We phlebotomized blood, added various concentrations of metabolites of ethylene glycol, and tested the resulting samples with the 5 most common lactate analyzers.
With the Radiometer 700 point-of-care analyzer, glycolate addition resulted in an artifactual, massive lactate elevation, even at low glycolate concentrations. Another major ethylene glycol metabolite, glyoxylate (but not oxalate or formate), caused similar elevations. The i-STAT and Bayer point-of-care analyzers and the Beckman and Vitros laboratory analyzers reported minimal lactate elevations. Lactate gap was determined by comparing the Radiometer result with the corresponding result from any of the other analyzers.
We demonstrated how inappropriate laparotomy or delayed therapy might occur if clinicians are unaware of this phenomenon or have access to only a single analyzer. We also showed that lactate gap can be exploited to expedite treatment, diagnose late ethylene-glycol ingestion and terminate dialysis. By comparing lactate results from the iSTAT or Bayer devices with that from the Radiometer, ethylene-glycol ingestion can be diagnosed at the point of care. This can expedite diagnosis and treatment by hours, compared with waiting for laboratory results for plasma ethylene glycol.

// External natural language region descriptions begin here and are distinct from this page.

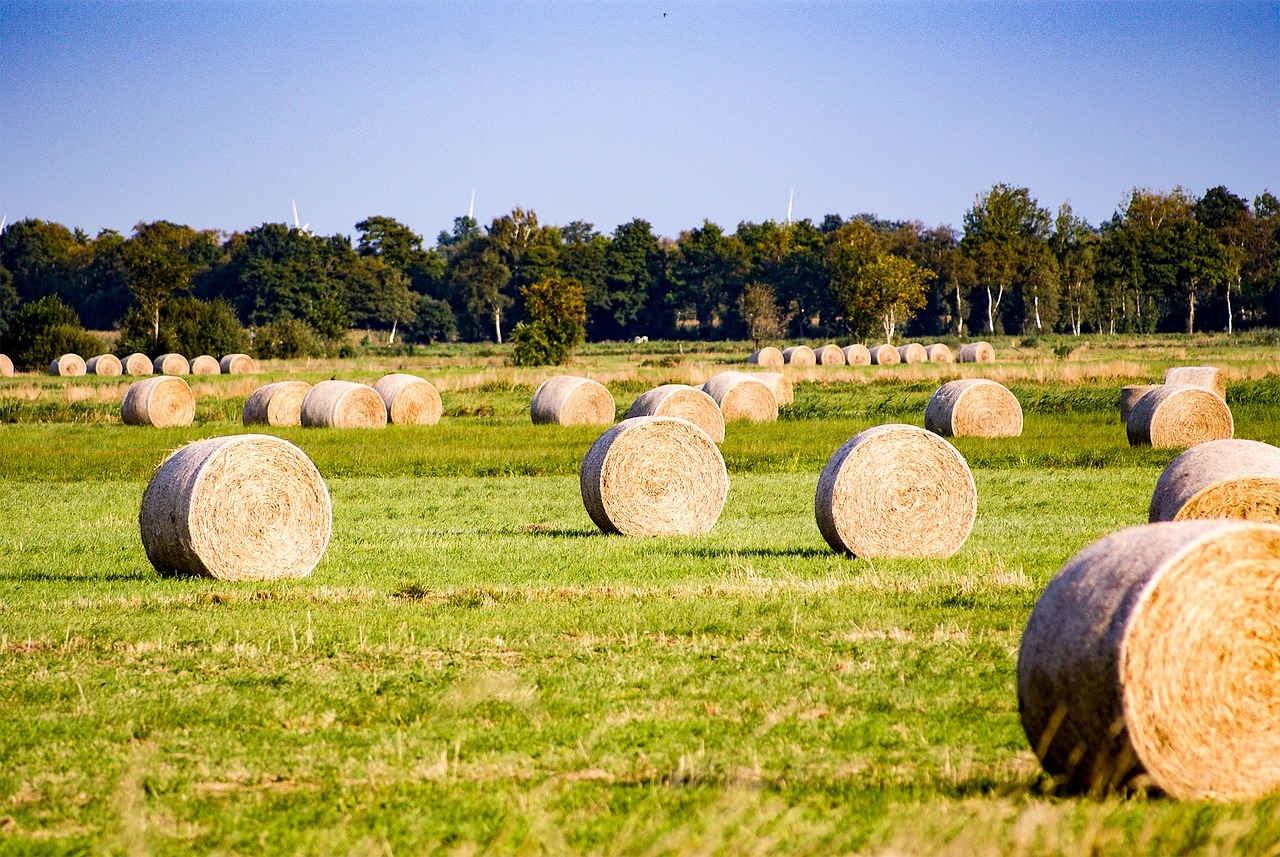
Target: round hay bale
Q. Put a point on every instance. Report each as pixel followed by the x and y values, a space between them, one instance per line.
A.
pixel 799 356
pixel 654 476
pixel 979 352
pixel 170 365
pixel 104 365
pixel 237 365
pixel 68 366
pixel 343 404
pixel 974 408
pixel 205 365
pixel 1207 377
pixel 685 402
pixel 240 508
pixel 1129 397
pixel 767 356
pixel 1151 659
pixel 571 400
pixel 940 353
pixel 1179 416
pixel 137 363
pixel 896 490
pixel 781 386
pixel 275 404
pixel 858 354
pixel 885 356
pixel 830 356
pixel 410 399
pixel 741 395
pixel 1220 479
pixel 913 353
pixel 163 402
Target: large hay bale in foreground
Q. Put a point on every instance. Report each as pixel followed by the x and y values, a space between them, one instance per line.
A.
pixel 138 363
pixel 799 356
pixel 974 408
pixel 885 356
pixel 240 508
pixel 237 365
pixel 1151 659
pixel 104 365
pixel 170 365
pixel 1129 397
pixel 275 404
pixel 68 366
pixel 743 395
pixel 1207 377
pixel 1220 479
pixel 979 352
pixel 343 404
pixel 572 400
pixel 161 402
pixel 654 476
pixel 205 365
pixel 896 490
pixel 410 399
pixel 685 402
pixel 1179 416
pixel 767 356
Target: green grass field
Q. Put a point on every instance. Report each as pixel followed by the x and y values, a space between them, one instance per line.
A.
pixel 474 668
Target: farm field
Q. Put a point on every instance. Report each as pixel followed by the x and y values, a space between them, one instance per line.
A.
pixel 474 668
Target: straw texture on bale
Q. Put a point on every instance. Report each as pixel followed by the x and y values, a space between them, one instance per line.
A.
pixel 896 490
pixel 240 508
pixel 410 399
pixel 974 408
pixel 1129 397
pixel 104 365
pixel 1207 377
pixel 654 476
pixel 767 356
pixel 913 353
pixel 979 352
pixel 830 356
pixel 170 365
pixel 1151 659
pixel 885 356
pixel 571 400
pixel 68 366
pixel 275 404
pixel 781 386
pixel 940 353
pixel 1179 416
pixel 343 404
pixel 205 365
pixel 858 354
pixel 743 395
pixel 799 356
pixel 685 402
pixel 138 363
pixel 163 402
pixel 1220 479
pixel 237 365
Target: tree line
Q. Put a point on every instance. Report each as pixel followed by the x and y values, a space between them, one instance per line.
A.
pixel 1165 261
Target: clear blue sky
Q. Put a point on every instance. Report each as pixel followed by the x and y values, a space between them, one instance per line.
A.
pixel 219 114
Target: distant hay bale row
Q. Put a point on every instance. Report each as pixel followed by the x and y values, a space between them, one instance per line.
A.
pixel 240 508
pixel 1151 659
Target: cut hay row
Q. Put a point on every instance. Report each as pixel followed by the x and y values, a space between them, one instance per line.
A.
pixel 1220 479
pixel 240 508
pixel 685 402
pixel 1151 659
pixel 896 490
pixel 654 476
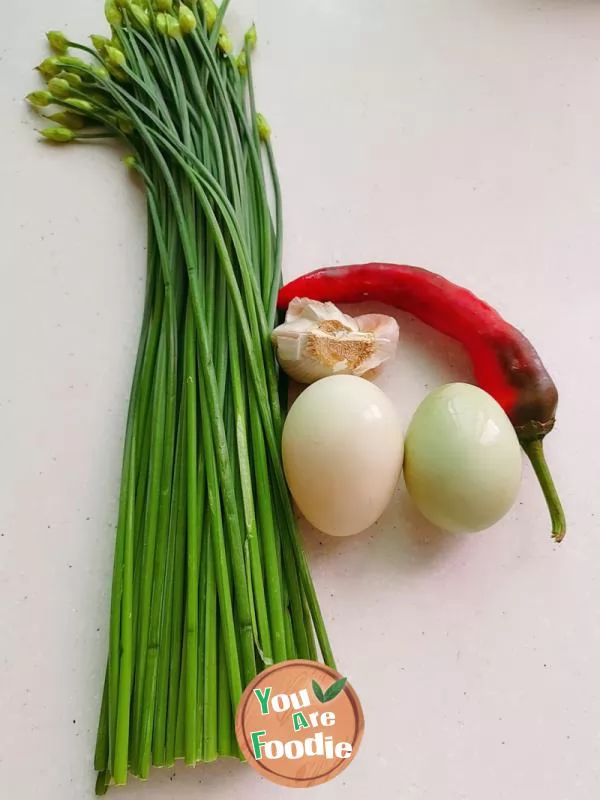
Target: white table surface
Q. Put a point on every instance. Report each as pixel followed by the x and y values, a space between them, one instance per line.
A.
pixel 461 136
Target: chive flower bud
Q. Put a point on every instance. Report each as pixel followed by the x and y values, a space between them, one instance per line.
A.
pixel 61 135
pixel 187 19
pixel 40 99
pixel 140 16
pixel 242 63
pixel 49 67
pixel 71 61
pixel 264 129
pixel 59 87
pixel 57 41
pixel 100 72
pixel 161 23
pixel 100 43
pixel 210 13
pixel 114 57
pixel 112 13
pixel 225 42
pixel 250 37
pixel 173 27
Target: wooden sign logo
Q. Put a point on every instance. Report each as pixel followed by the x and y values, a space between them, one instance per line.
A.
pixel 299 723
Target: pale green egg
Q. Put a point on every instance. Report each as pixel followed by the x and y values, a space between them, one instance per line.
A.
pixel 462 462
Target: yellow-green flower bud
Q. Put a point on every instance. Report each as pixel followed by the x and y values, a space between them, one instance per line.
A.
pixel 187 19
pixel 57 41
pixel 264 129
pixel 81 105
pixel 68 119
pixel 112 13
pixel 140 16
pixel 250 37
pixel 211 13
pixel 100 43
pixel 49 67
pixel 100 72
pixel 59 87
pixel 173 28
pixel 70 61
pixel 225 41
pixel 161 23
pixel 242 63
pixel 71 78
pixel 40 99
pixel 61 135
pixel 114 57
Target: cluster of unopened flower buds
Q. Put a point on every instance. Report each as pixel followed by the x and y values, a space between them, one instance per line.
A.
pixel 79 87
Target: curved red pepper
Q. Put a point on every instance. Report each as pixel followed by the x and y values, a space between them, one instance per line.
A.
pixel 505 362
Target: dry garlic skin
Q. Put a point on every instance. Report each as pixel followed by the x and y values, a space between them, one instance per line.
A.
pixel 342 453
pixel 463 462
pixel 318 340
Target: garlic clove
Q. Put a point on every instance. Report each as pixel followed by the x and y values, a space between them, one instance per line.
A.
pixel 317 340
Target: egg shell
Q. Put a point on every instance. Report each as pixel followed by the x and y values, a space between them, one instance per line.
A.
pixel 463 462
pixel 342 453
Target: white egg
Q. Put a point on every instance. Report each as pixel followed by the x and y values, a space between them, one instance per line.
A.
pixel 463 462
pixel 342 453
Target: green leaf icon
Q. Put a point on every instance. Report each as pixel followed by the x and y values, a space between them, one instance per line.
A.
pixel 318 692
pixel 335 689
pixel 331 693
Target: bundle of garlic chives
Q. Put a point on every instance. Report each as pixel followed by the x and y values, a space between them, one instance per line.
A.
pixel 210 581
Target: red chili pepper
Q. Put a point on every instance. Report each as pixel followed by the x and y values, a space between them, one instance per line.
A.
pixel 505 363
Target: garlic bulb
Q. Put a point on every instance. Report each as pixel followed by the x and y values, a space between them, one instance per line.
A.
pixel 317 340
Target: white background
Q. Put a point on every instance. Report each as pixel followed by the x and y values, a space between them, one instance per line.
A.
pixel 463 136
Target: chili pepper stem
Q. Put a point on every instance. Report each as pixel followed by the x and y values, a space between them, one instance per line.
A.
pixel 534 448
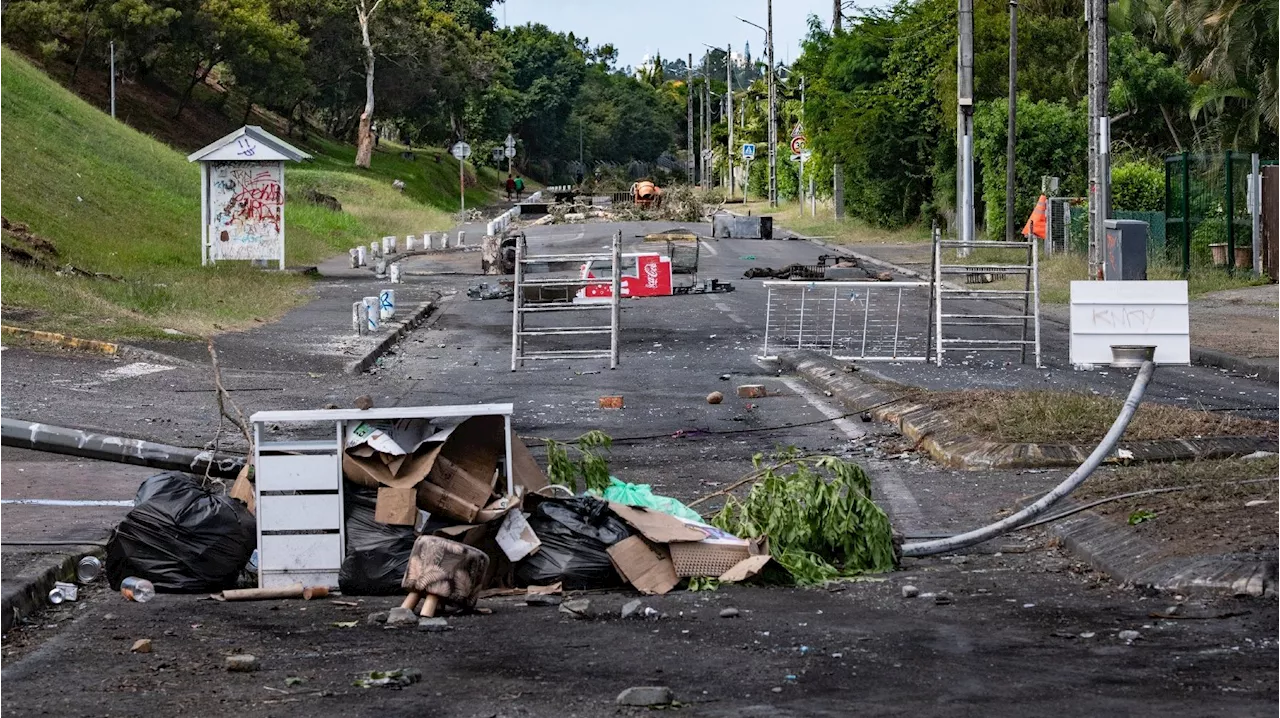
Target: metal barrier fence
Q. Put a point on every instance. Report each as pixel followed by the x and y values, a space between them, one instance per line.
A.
pixel 849 320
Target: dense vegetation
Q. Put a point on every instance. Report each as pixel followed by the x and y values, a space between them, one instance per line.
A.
pixel 1200 76
pixel 442 72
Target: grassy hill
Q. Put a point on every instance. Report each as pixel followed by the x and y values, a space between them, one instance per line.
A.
pixel 117 202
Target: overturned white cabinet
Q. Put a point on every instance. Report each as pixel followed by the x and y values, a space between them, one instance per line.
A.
pixel 301 527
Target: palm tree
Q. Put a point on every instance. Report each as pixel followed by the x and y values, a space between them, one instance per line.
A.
pixel 1233 50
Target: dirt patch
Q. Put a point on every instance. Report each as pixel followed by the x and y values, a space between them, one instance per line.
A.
pixel 1228 506
pixel 1080 419
pixel 22 246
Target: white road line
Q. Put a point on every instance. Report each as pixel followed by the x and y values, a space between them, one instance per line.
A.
pixel 901 503
pixel 65 502
pixel 127 371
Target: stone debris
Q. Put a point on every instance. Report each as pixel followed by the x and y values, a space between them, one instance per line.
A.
pixel 242 663
pixel 644 696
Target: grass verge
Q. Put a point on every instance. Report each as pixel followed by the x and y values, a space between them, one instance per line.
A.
pixel 1080 419
pixel 115 201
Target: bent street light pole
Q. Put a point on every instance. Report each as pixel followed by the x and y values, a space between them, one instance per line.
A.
pixel 1011 146
pixel 964 126
pixel 689 87
pixel 773 109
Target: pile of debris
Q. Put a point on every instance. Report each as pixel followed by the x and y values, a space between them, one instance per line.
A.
pixel 828 268
pixel 426 513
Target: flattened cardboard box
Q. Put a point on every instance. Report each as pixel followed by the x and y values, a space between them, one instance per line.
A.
pixel 644 565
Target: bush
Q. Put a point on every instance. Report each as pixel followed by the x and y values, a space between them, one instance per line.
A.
pixel 1137 187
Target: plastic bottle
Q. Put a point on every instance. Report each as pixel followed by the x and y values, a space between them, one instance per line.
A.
pixel 88 568
pixel 137 589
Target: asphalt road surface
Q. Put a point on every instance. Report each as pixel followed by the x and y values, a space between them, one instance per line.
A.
pixel 1016 627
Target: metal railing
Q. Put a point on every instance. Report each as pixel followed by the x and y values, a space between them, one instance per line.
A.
pixel 849 320
pixel 554 296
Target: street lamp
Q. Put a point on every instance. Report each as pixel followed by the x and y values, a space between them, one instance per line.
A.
pixel 728 110
pixel 773 109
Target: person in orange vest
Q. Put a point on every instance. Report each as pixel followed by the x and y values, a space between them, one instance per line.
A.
pixel 1038 224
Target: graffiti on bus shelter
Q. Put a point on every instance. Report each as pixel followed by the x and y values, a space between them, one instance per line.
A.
pixel 247 202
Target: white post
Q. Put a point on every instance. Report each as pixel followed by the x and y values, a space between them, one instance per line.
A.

A 49-year-old woman was found at home by her family with decreased consciousness of unknown cause. En route to the emergency department, paramedics intubated her because of poor airway support and evolving multisystem organ failure. Point-of-care testing in the emergency department of arterial blood indicated severe acidosis (pH < 6.9) with a lactate concentration of 42 mmol/L (Table 1). Little other medical history was available at that time.
She was transferred to the hospital's intensive care unit. A general surgeon was consulted in case the lactate elevation represented severe mesenteric ischemia requiring urgent laparotomy. Use of sedatives and neuromuscular blocking medications precluded an adequate abdominal examination. Although family consent was obtained for immediate laparotomy, we delayed to obtain an abdominal CT scan and to improve her hemodynamics and reduce her acidosis. Blood work at admission included a laboratory plasma-lactate measurement, for which a sample was drawn minutes after the arterial blood-gas sample.
Unexpectedly, the plasma lactate concentration was only 1.5 mmol/L.
Two hours later, full laboratory investigations showed an increased serum osmolarity (353 mmol/L) and an osmolar gap of 33 mmol/L. Urine analysis found calcium oxalate crystals. An urgent ethylene glycol test showed a plasma concentration of 15 mmol/L. Resuscitation continued, but now included high-flux dialysis and an intravenous infusion of ethanol to counter ethylene glycol. Repeated analysis confirmed high point-of-care readings for lactate and comparatively low plasma-lactate results. Dialysis rapidly decreased the ethylene glycol level, the anion-gap metabolic acidosis, and the lactate measured with the Radiometer point-of-care analyzer. Laboratory readings for plasma lactate never exceeded 3.6 mmol/L (Table 1). The patient's abdominal CT scan was judged normal; no surgery was performed.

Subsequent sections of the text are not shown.